The present study provides evidence that a genetic background, such as the MTHFR polymorphism through hyperhomocysteinemia induced derangement of lipid metabolism, may contribute to the development of higher degrees of steatosis, which in turn accelerates the progression of liver fibrosis in chronic HCV infection. Potential mechanisms of this effect may include the increased sensitivity of steatotic livers to oxidative stress, cytokine-mediated injury, and steatosis-related hepatic insulin resistance 30 .

Other important finding of our study was the higher Hcy level in patients with steatosis, although the MTHFR polymorphism was not identified as a risk factor for steatosis in the whole population (HCV genotypes 1+ non-1) in the multi regression analysis. It should be understood because the high plasma levels of Hcy have been reported to negatively influence normal cell function in many different tissues, such as vascular endothelium and smooth muscle cells and the liver. These effects, in turn, may explain the association of hyperhomocysteinaemia with vascular disease (thrombosis of arterial and venous districts and atherosclerosis) 31 32 33 34 35 36 and more recently, have been advocated for a possible role in pathogenesis and evolution of chronic liver disease 36 37 .

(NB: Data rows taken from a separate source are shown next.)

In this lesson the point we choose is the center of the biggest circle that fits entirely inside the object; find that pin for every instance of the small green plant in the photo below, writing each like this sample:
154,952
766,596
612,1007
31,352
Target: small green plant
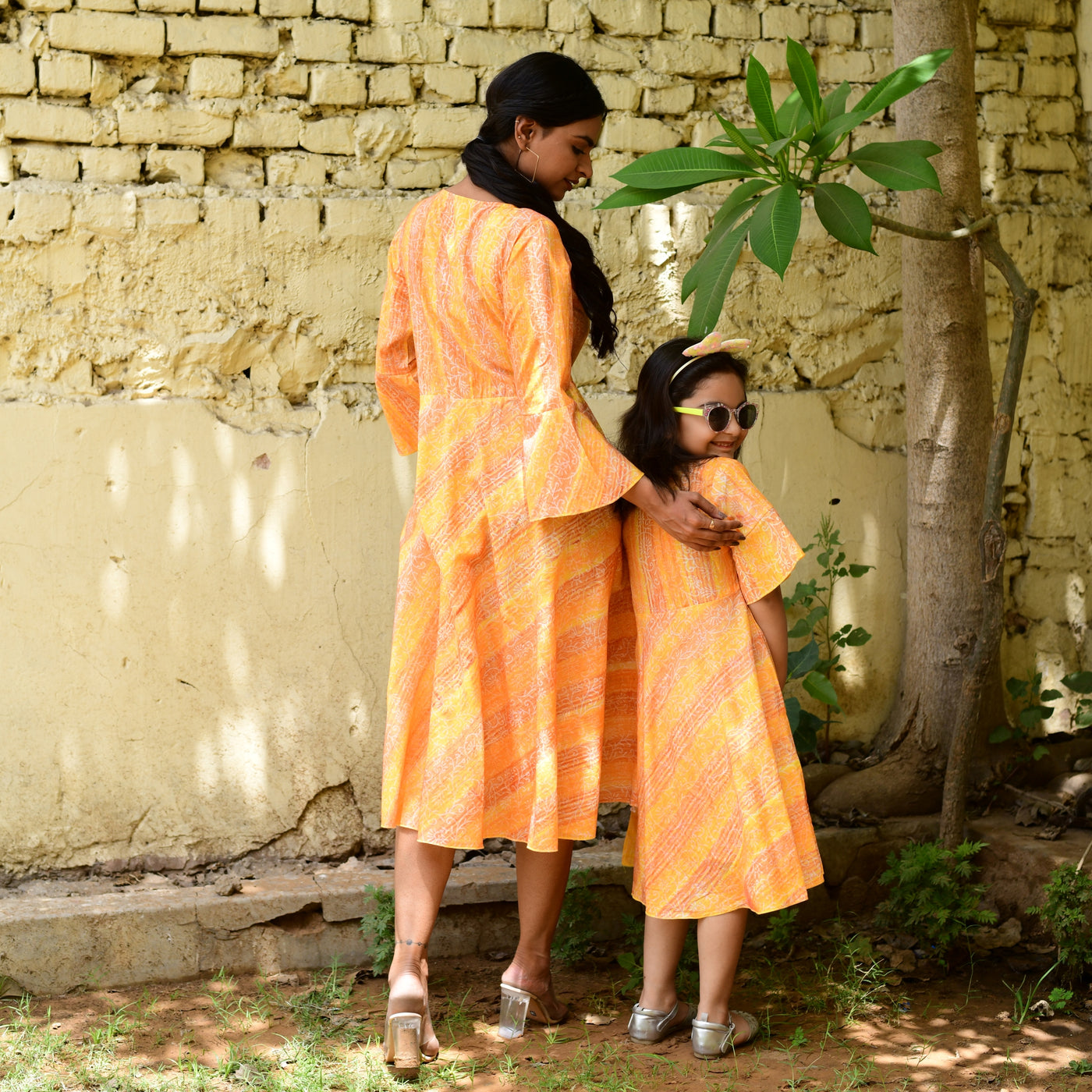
821,657
799,1040
931,895
576,927
1023,1002
328,996
1065,911
377,927
1030,717
782,928
853,982
1080,682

Hcy is a toxic non-protein sulfur containing amino acids in humans. It is formed exclusively upon demethylation of the essential amino acid- methionine. The Hcy metabolism occurs through the junction of the remethylation and transsulfuration pathways. These pathways are strongly influenced by enzymes polymorphisms. MTHFR enzyme has fundamental importance in plasmatic Hcy regulation 38 39 .

Hcy decreases the expression of a wide range of antioxidant enzymes 40 41 42 and impairs endothelial nitric oxide (NO) bioavailability by inhibiting glutathione peroxidase activity raise the possibility that Hcy sensitizes cells to the cytotoxic effects of agents or conditions known to generate reactive oxygen species (ROS). Decreased NO bioavailability has also been shown in vitro to increase the expression of monocyte chemoattractant protein 1 (MCP-1) which may enhance intravascular monocyte recruitment and lead to accelerated lesion formation 43 .

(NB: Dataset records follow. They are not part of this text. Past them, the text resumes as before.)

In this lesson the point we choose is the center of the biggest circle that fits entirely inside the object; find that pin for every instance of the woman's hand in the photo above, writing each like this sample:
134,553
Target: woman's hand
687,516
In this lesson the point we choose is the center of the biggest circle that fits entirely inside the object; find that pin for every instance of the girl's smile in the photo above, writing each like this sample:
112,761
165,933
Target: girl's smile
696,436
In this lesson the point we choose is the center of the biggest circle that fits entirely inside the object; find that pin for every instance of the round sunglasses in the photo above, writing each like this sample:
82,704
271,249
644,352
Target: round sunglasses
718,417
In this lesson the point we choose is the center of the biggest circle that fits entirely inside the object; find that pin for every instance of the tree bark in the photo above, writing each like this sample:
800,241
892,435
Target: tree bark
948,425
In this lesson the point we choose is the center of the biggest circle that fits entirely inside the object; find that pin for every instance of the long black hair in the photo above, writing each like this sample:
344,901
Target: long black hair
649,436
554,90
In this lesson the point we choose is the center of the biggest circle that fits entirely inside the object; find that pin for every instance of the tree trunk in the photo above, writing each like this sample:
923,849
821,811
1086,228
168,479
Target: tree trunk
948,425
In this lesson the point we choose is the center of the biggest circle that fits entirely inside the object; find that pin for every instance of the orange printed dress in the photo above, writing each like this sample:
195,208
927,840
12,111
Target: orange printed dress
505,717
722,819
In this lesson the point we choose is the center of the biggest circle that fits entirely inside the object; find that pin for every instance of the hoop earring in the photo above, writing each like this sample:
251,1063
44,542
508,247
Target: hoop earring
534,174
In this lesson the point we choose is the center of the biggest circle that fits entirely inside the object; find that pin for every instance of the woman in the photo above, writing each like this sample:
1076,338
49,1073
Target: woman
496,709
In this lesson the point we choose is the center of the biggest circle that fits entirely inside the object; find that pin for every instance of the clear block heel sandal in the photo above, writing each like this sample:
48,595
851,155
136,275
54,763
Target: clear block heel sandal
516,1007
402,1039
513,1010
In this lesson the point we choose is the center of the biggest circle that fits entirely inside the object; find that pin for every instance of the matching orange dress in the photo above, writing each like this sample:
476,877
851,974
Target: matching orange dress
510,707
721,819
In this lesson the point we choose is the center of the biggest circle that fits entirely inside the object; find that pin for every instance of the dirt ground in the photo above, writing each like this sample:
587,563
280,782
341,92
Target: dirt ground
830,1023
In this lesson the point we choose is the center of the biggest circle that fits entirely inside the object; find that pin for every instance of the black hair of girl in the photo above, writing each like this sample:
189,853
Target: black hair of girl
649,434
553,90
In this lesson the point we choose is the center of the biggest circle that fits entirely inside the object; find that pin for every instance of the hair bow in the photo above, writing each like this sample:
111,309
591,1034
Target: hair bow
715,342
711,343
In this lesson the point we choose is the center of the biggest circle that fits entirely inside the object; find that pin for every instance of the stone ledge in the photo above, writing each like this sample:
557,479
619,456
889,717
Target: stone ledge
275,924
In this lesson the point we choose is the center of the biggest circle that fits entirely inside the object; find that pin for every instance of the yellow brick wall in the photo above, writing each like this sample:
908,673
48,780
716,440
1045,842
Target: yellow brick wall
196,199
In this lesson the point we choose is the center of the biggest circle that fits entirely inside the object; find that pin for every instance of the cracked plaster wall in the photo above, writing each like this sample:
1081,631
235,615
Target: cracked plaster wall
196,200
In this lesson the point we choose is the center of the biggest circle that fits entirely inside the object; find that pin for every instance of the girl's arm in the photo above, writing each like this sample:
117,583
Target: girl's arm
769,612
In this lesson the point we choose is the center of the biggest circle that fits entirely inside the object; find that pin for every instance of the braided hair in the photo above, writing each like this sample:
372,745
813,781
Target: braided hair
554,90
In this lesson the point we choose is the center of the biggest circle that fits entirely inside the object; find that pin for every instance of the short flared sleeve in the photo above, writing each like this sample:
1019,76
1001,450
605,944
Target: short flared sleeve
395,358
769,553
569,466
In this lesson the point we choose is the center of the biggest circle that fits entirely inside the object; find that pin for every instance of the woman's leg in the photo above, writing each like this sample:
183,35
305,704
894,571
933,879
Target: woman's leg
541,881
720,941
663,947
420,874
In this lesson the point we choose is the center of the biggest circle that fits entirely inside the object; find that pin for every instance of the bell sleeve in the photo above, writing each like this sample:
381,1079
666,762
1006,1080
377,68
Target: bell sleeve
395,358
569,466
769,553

There is evidence that Hcy induced endoplasmic reticulum (ER) stress causes dysregulation of the endogenous sterol response pathway, thereby leading to increased hepatic biosynthesis and uptake of cholesterol and triglycerides without impairing the hepatic export of lipids 44 . Similar result was observed in Adinolfi et al., studies that investigated the role of these factors in the development of HCV related steatosis and in the progression of chronic hepatitis C in 116 patients, 50% had a body mass index (BMI) of 25 or higher; 58% were infected with HCV genotype 1, and 65.5% showed steatosis. According to multivariate analysis, steatosis was independently associated with hyperhomocysteinemia (OR = 7.1) 10 .

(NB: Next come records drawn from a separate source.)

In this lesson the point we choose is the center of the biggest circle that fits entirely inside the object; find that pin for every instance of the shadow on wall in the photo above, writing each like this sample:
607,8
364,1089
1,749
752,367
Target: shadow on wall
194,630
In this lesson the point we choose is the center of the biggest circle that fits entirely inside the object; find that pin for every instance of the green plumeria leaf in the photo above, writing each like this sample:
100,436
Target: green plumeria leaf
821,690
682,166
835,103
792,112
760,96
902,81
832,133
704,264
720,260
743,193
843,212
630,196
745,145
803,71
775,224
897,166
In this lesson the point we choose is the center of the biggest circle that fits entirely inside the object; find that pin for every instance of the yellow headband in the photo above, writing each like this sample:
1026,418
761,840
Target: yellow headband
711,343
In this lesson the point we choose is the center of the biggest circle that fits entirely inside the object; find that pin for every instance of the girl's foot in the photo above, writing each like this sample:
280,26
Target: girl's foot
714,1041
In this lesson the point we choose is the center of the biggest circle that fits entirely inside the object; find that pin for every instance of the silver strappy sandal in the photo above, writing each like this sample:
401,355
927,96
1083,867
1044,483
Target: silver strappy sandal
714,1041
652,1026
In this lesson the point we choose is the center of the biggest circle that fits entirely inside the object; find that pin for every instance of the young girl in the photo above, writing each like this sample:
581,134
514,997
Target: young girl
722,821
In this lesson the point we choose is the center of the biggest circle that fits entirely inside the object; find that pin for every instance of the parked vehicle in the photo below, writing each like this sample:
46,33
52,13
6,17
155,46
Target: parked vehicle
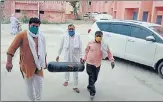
136,41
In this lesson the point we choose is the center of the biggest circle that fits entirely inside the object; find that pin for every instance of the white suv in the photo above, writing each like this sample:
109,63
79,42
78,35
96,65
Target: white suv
136,41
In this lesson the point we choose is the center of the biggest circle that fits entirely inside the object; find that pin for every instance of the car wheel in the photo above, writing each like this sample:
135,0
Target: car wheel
160,69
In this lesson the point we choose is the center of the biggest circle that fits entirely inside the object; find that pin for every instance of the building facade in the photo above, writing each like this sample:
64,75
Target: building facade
150,11
51,11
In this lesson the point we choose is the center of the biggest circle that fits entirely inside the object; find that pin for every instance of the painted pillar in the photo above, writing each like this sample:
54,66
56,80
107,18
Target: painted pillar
154,15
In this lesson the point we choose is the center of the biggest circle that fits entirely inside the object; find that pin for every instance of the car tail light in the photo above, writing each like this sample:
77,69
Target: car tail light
89,30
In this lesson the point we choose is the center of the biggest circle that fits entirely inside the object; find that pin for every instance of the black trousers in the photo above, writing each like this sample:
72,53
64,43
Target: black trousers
92,72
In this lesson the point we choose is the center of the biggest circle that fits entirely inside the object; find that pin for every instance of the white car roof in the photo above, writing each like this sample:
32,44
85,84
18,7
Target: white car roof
146,24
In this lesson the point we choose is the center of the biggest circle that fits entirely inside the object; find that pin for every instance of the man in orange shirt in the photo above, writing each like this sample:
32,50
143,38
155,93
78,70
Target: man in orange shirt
32,58
94,53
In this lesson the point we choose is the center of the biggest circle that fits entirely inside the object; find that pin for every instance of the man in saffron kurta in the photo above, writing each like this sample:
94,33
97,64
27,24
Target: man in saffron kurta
30,66
94,53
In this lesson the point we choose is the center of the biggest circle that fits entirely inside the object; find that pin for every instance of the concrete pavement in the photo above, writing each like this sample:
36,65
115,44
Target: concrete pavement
127,82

We also observed lower concentrations of serum total cholesterol in CHC patients genotype non-1. Similar results have been described by Corey at al., who demonstrated that serum lipids play a role in hepatitis C virion circulation and hepatocyte entry. In a cohort of 179 patients with CHC this author showed that patients with HCV had lower concentrations of total cholesterol than in the control group. These data support the hypothesis that the lipo-viral particles use the LDL-C receptors of hepatocytes as points of entry of the virus. Once inside into hepatocyte, the replication dependents of the lipid environment of the host 45 46 47 .

In summary, our study had important implications. According to our data, Hcy levels were highly prevalent in subjects with chronic hepatits C with steatosis regardless of HCV genotype and vitamin deficiency. The presence of genotype TT of MTHFR C677T polymorphism was more common in CHC genotype non-1 infected patient regardless of histopathological classification and genotype TT+CT frequencies were significant in the presence of fibrosis grade 1+2 and of steatosis in CHC infected patients from the northeast of Brazil. The genetic susceptibility of MTHFR C677T polymorphism should be confirmed in a large population.